The ways to persuade your parents list is unprompted writing written in secret. Researched, listed and written out nicely. Then left in a place for us to read it. This is brilliant work… her persuasive approach is clever and if this works I predict that she will continue to write about things she cares about her whole life. (A bit like me). And it gets me thinking – THIS is the secret for motivating kids to write – they need an opportunity to write something they care about for a real audience.

When I taught English students a formal language unit (persuasive essays) I encouraged them to change the world. The assessment may have been for credits BUT we didn’t do it for the credits. We focused on the process and the purpose and the rest fell into place. We focused on what we actually cared about. We crafted our writing to make it matter. And it worked.

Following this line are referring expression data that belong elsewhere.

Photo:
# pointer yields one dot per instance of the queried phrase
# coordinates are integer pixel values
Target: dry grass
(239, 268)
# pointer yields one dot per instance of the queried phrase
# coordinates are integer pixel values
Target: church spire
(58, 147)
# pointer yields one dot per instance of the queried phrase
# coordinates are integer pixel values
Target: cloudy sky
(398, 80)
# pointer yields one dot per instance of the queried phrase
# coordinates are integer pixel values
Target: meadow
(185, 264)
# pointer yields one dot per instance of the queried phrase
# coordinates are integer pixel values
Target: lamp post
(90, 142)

I like writing and can model the process forever. I wrote a rant about teaching kids about the dangers of posting online and the potential long term harms of digital footprints. It’s something I feel passionately about. They felt the rawness at its source and saw the raw and messy first draft. I talked about how I wasn’t happy with it yet and needed their help to fix it (sharing the power/co-constructing exemplars). I modeled the writing process of writing something that mattered without any edits, leaving it to settle and mature and then coming back with fresh eyes for editing. This process also modeled time management and the importance of drafting, shuffling, tweaking and critiquing.

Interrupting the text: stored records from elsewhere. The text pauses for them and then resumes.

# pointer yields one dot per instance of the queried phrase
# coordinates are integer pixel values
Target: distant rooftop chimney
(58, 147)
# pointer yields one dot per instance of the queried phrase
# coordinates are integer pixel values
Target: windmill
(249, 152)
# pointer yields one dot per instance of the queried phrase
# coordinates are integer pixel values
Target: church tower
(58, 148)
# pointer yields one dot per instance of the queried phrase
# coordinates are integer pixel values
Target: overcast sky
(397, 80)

Then we mined the internet for more opinion essays. More speeches. More activist poetry. Just more. We picked texts to bits and discovered why the good ones were good. We were objective, subjective, objective again and overall reflective. We explored and annotated. We argued. We raised issues we cared about. We debated. We got passionate. We wrote furiously the whole time.

One student wrote about women’s rugby and why professional female players should be paid more. Another wrote about seabed mining. They wrote about climate change, school uniforms, sex education and pollution. Racism, homophobia, exclusion, social media, bullying – stuff that mattered. So the writing came easily.

Then we looked for ways to make a difference. We thought about the audience, the best channel, the decision-makers and aimed our voices at them. (It was never about the assessment). It was about writing with passion for a real purpose. (Incidentally these essays were redrafted again into phenomenal speeches for the school audience).

We collated the techniques from our reading and internet mining and found some rules. Nothing was ‘given’ – techniques were discovered and adapted. And they wrote so well that they broke the bell curve. A high percentage of Excellence grades were rewarded even though it wasn’t about the assessment.

The secret is out. Kids will write if they think it matters. Beyond assessment, words are power.

And so back to that little list. Apparently our 8 year old currently wants Guinea pigs and she will probably get some. Her writing is persuasive after all.